Durante os próximos dois anos, os investigadores que participam no projeto de investigação Under-Fi contam conseguir desenvolver uma solução que permita comunicar a larguras de banda e alcances superiores - e que contemple a integração de recetores de rádio em drones subaquáticos. O projeto pode ainda beneficiar do trabalho que tem sido levado a cabo por Luís Pessoa, outro investigador do INESC TEC, que tem testado protótipos de indução de energia em ambiente subaquático.

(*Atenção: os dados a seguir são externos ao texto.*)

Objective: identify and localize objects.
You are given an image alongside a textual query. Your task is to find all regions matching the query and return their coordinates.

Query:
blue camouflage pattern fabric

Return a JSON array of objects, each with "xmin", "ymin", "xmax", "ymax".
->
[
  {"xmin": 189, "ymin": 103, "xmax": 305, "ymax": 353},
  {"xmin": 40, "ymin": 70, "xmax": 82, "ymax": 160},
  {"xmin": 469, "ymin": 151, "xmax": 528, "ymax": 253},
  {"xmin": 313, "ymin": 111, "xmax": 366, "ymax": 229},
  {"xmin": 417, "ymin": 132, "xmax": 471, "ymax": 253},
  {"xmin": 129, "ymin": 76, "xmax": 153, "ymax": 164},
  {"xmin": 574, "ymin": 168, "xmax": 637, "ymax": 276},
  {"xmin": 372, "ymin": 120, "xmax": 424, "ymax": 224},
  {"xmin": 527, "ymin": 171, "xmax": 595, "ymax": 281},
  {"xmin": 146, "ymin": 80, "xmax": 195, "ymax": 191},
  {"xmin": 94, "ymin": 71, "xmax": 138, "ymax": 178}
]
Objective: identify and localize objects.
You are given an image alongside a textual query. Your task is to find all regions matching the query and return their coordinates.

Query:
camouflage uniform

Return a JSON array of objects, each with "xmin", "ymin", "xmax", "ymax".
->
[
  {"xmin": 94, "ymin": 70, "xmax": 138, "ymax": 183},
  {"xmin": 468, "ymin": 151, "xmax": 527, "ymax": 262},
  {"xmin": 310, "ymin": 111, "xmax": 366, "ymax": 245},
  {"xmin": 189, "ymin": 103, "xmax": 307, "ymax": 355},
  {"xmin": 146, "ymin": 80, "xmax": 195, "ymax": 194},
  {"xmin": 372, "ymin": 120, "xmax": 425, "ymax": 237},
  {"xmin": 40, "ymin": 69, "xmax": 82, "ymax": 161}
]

«Com um sistema de Indução de energia integrado, um robô submarino não precisa de Ir à superfície para carregar baterias ou descarregar toda a informação que recolheu anteriormente. O que significa que passa a funcionar de forma similar à dos aspiradores robóticos que já existem e que regressam à docking station sempre que terminam uma missão de limpeza», explica Filipe Teixeira.
CIBERAGRICULTURA
Redes sem fios debaixo de terra? Também é possível. No INESC TEC, têm vindo a ser testados protótipos enterrados a 10,20,30 e 40 centímetros no subsolo. Além das antenas que comunicam a 2,4 GHz, os protótipos contam ainda com um placa computacional Raspberry Pie. Nos testes levados a cabo, os investigadores do INESC TEC conseguiram estabelecer ligações tanto entre nós enterrados na terra, como entre um nó enterrado na Terra e outro que se encontra acima do solo. Durante os ensaios, foram registadas comunicações com alcances de 10 metros. O projeto tem evoluído como contributo de alunos de mestrado e doutoramento, Rui Campos investigador do INESC TEC, prevê concluir o projeto de investigação dentro de dois ou três anos. «É uma solução com potencial para a agricultura ou para o desporto, e que permite criar alternativas às comunicações cabladas», refere o investigador. No desporto, as comunicações sem fios poderão ser úteis para a instalação de redes de sensores no subsolo que monitorizam jogadores, espaços ou movimentos dentro de um recinto. Na agricultura, além de sensores que comunicam com retransmissores que se encontram acima do solo, também é possível imaginar redes que comunicam com recetores de rádio instalados em tratores ou com dispositivos portáteis. «Conseguimos chegar a 1 Mbps, mas a largura de banda até poderá nem gera característica mais importante, caso a rede seja usada pare ligar sensores (que geralmente comunicam mensagens debaixo débito) acrescenta Rui Campos.
TRAINEIRAS CONECTADAS
A par das comunicações subaquáticas, os investigadores do INESC TEC têm trabalhado em soluções que comunicam com embarcações que se encontram à tona de água. Desde 2013 que o denominado Edifício Transparente, na Foz do Douro, tem instalado um dispositivo que estabelece comunicações de 1 Mbps com embarcações a 10 quilómetros de distância. O projeto desenvolvido com o apoio da Porto Digital tem sido usado para ligar à internet traineiras da Cooperativa Propeixe durante a faina, Rui Campos, investigador do INESC TEC, acredita que não faltarão interessados: «Nenhuma das traineiras que participaram nos testes tem capacidade para suportar os custos das comunicações de satélite, que podem chegar a milhares de euros mensais». O investigador recorda que o alcance e a largura de banda das comunicações depende da altura a que se encontram os recetores situados em terra e no mar (uma traineira com uma altura maior poderá ter mais alcance e largura de banda - e o mesmo se passa com os recetores instalados em terra). A meta para os próximos dois anos está fixada: criar uma solução com um alcance de 30 quilómetros - a distância correspondente ao mar territorial português. «Com esta solução, podemos estabelecer uma ligação entre a Europa e a América. Basta que haja barcos conectados que funcionam como repetidores», explica Rui Campos.